Anima Dulcis stands out as somewhat unique for a gourmand fragrance. There’s an element of sweetness here, just as you’d expect from a scent based around cocoa and vanilla. But Anima Dulcis is also savory, and even a touch bitter. That’s quite a few scent profiles to pack into one composition, but luckily it’s done here with a careful touch (or a careful nose) as Anima Dulcis is never overpowering. I get average sillage from this, which I think is just about right, anything more would be too much.
The immediate opening here is quiet on me. I sense a general bouquet of spices, but no one note stands out. Anima Dulcis takes its time, but I’ve learned it’s worth the wait. After about half an hour, it heats up very nicely. The chilli gives off an aromatic kind of heat, giving you a nice little bit of projection. I also detect a touch of cumin, although it’s not listed as a specific note.

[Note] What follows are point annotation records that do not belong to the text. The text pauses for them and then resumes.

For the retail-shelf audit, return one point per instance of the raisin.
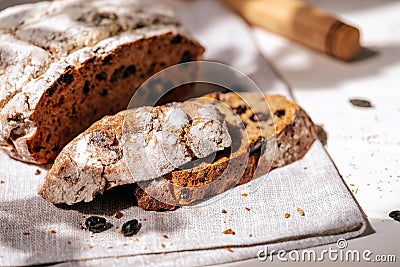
(395, 215)
(131, 227)
(186, 57)
(176, 39)
(96, 224)
(66, 78)
(129, 71)
(117, 74)
(361, 103)
(86, 87)
(150, 70)
(280, 113)
(185, 194)
(107, 60)
(38, 148)
(257, 145)
(259, 116)
(118, 215)
(101, 76)
(240, 109)
(52, 89)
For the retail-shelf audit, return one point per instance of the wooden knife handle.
(302, 23)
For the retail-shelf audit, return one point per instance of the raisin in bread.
(77, 174)
(66, 64)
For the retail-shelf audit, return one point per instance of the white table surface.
(364, 143)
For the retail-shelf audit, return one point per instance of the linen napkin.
(36, 232)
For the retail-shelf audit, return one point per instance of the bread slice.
(94, 161)
(153, 141)
(66, 64)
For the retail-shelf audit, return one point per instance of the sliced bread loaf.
(66, 64)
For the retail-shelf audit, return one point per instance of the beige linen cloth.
(36, 232)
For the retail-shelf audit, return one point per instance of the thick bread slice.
(153, 141)
(66, 64)
(294, 133)
(70, 182)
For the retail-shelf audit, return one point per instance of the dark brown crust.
(295, 133)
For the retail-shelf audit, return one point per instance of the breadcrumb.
(228, 232)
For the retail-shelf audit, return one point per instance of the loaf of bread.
(66, 64)
(95, 160)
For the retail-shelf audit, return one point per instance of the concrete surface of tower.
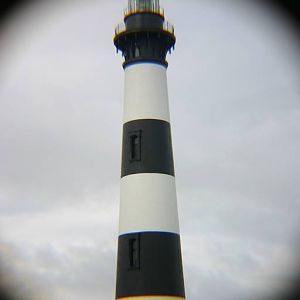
(149, 253)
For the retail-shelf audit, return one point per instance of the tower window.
(134, 253)
(135, 145)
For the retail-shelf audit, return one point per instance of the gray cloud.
(234, 90)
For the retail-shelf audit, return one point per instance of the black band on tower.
(149, 263)
(147, 147)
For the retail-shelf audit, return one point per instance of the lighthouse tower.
(149, 254)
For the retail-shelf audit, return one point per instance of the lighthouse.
(149, 263)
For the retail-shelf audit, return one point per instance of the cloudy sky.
(234, 86)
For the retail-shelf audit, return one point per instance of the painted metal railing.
(167, 26)
(135, 6)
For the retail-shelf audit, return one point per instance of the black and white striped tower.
(149, 254)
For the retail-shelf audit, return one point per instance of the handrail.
(136, 6)
(167, 26)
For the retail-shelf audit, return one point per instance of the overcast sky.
(234, 86)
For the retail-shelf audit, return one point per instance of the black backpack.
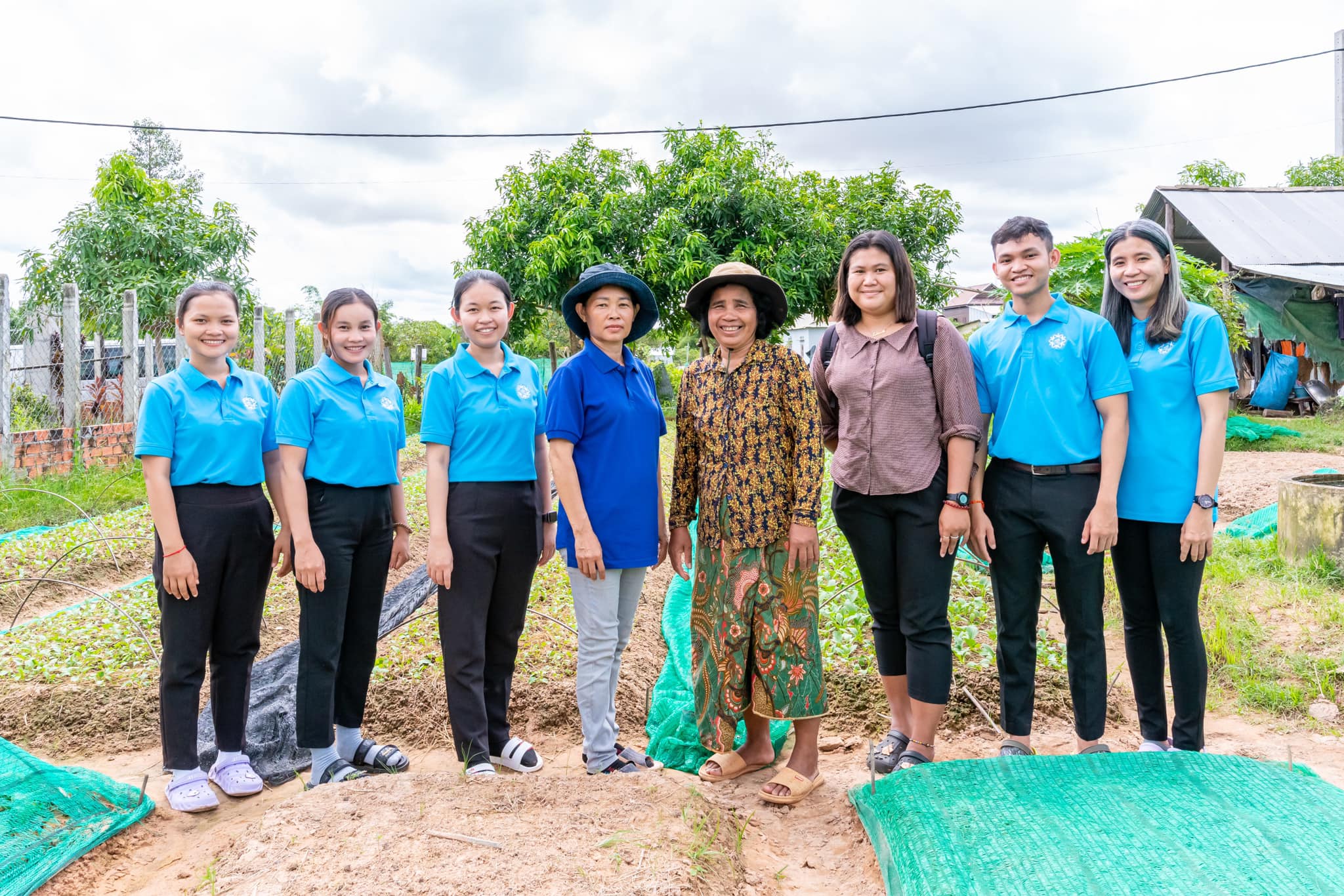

I have to admit the fragrance is a little bit sweaty at this point, but this is where the bitter dark chocolate effect comes in. I absolutely love dark chocolate, so I really enjoy this aspect of the fragrance even though it’s not the typical creamy hot cocoa vibe that gourmand scents usually go for. And a bonus is that the bitterness has a drying effect, keeping the composition from becoming too humid-sweaty and veering into body odor territory. As a result, Anima Dulcis doesn’t read as a hugely animalic fragrance to me. Rather, the dirtiness here comes off as earthy, like rich soil. I suppose it’s the effect of the spicy/savory influences.
The dry down here is typical of sweet gourmands, with rich vanilla coming to the fore of the composition. It’s warm, appealing, and very cozy. Just a tinge of sweat lingers, and it’s a little bit leather-infused (perhaps this is the animalic effect?). Unfortunately for such a packed fragrance, Anima Dulcis doesn’t last much beyond five hours on me. But it’s a delicious journey while it lasts.
Above all, I appreciate the complexity at work in this perfume. You could easily classify Anima Dulcis as part of the Oriental fragrance family, because of the spice and the vanilla base. But there is more going on here, and I admire Anima Dulcis for stretching the boundaries of what we might consider a typical gourmand, and especially for being different than a typical chocolate perfume. I also like the way it takes time to heat up upon contact with the skin, as though Anima Dulcis needs a little time to get to know you before revealing aspects of its personality. It all comes together to make the wearing of this perfume a fascinating, challenging, and intensely personal experience.